Shown is representative specimen (case 3). a HE-stained section of an ILBC metastasis to the ovary, cut in slices (left, scale bar corresponds to 3 mm) and submacroscopic view (right, ×100 magnification, scale bar corresponds to 300 µm). The gray rectangle indicates areas shown in the submacroscopic view. Labels R1 and R2 indicate regions shown in detail. The dashed line indicates tumor areas subjected to microdissection for extraction of DNA and RNA. b Details from regions R1 (conventional growth pattern) and R2 (tubular elements). Photomicrographs of repeated immunohistochemical stainings for E-cadherin, P-cadherin, and beta-catenin from a second set of new consecutive serial sections (×200 magnification, scale bar corresponds to 200 µm). c Mutational analysis (left) and quantitative real-time RT-PCR (right). Expression of CDH1 (E-cadherin) and CDH3 (P-cadherin) was assessed in microdissected tumor tissue from regions R1 and R3. Shown is relative mRNA expression normalized to two housekeeping genes (GUSB and TBP). Error bars indicate SEM. Normal mammary tissue served as a control (independent patient). Statistical significance was determined with the unpaired t-test. d Re-analysis of TCGA gene expression data (Ciriello et al. [31]). Shown are normalized and log₂-transformed RNAseq by expectation maximation (RSEM) data, reflecting relative mRNA expression.
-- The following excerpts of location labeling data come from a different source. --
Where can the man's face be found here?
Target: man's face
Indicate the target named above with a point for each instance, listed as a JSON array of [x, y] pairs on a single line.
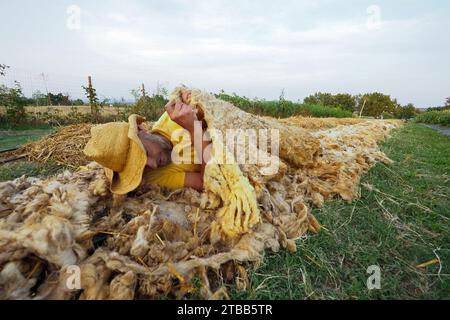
[[158, 149]]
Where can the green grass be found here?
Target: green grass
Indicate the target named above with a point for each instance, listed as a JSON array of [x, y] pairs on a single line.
[[15, 138], [284, 108], [435, 117], [398, 225], [13, 170]]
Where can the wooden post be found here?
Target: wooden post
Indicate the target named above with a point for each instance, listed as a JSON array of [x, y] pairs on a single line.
[[93, 113], [143, 90], [362, 109]]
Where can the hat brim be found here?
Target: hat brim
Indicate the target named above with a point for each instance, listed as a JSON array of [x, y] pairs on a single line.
[[131, 175]]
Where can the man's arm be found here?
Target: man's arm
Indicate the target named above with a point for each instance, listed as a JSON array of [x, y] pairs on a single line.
[[184, 115]]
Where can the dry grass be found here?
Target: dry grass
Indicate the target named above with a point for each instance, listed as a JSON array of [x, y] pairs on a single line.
[[64, 147], [65, 110]]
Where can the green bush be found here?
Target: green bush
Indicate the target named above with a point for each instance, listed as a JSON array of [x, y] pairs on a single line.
[[14, 102], [149, 107], [387, 115], [283, 108], [435, 117]]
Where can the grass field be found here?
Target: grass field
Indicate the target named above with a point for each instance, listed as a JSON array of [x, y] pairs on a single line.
[[14, 138], [400, 221]]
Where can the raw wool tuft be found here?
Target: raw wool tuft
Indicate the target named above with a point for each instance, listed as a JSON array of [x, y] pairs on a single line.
[[240, 212], [155, 243]]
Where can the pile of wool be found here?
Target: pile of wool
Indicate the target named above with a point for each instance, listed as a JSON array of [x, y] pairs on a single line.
[[320, 123], [155, 243], [148, 245]]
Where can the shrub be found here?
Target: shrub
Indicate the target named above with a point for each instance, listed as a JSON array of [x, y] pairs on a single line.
[[435, 117], [14, 102]]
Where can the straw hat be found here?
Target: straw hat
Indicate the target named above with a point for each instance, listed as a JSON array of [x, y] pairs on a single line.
[[117, 147]]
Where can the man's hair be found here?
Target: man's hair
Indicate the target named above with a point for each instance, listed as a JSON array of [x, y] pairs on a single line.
[[153, 137]]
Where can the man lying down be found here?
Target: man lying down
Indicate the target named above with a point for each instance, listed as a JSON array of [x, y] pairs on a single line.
[[168, 155]]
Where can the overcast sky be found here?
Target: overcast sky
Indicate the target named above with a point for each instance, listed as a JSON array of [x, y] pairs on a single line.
[[254, 48]]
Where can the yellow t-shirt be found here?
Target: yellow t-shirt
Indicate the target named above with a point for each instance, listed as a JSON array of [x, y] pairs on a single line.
[[172, 176]]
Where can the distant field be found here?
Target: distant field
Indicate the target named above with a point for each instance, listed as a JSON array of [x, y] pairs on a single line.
[[62, 110]]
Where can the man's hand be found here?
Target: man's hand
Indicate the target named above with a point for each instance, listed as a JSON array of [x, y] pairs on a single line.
[[182, 114]]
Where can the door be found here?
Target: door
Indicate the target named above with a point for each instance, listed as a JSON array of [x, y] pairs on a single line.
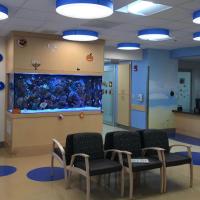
[[140, 88], [123, 97], [108, 94], [184, 88]]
This re-analysis included n = 64 triple-negative BC of no special type (NST, TN), n = 327 hormone receptor-positive BC of no special type (NST, HR+), and n = 70 invasive lobular breast cancer with deleterious CDH1 mutation (ILBC, CDH1-mut.). Each dot corresponds to an individual BC. Horizontal lines; median expression levels. Dashed line; median expression level in triple-negative BC/NST. Statistical significance was assessed with the Mann–Whitney test.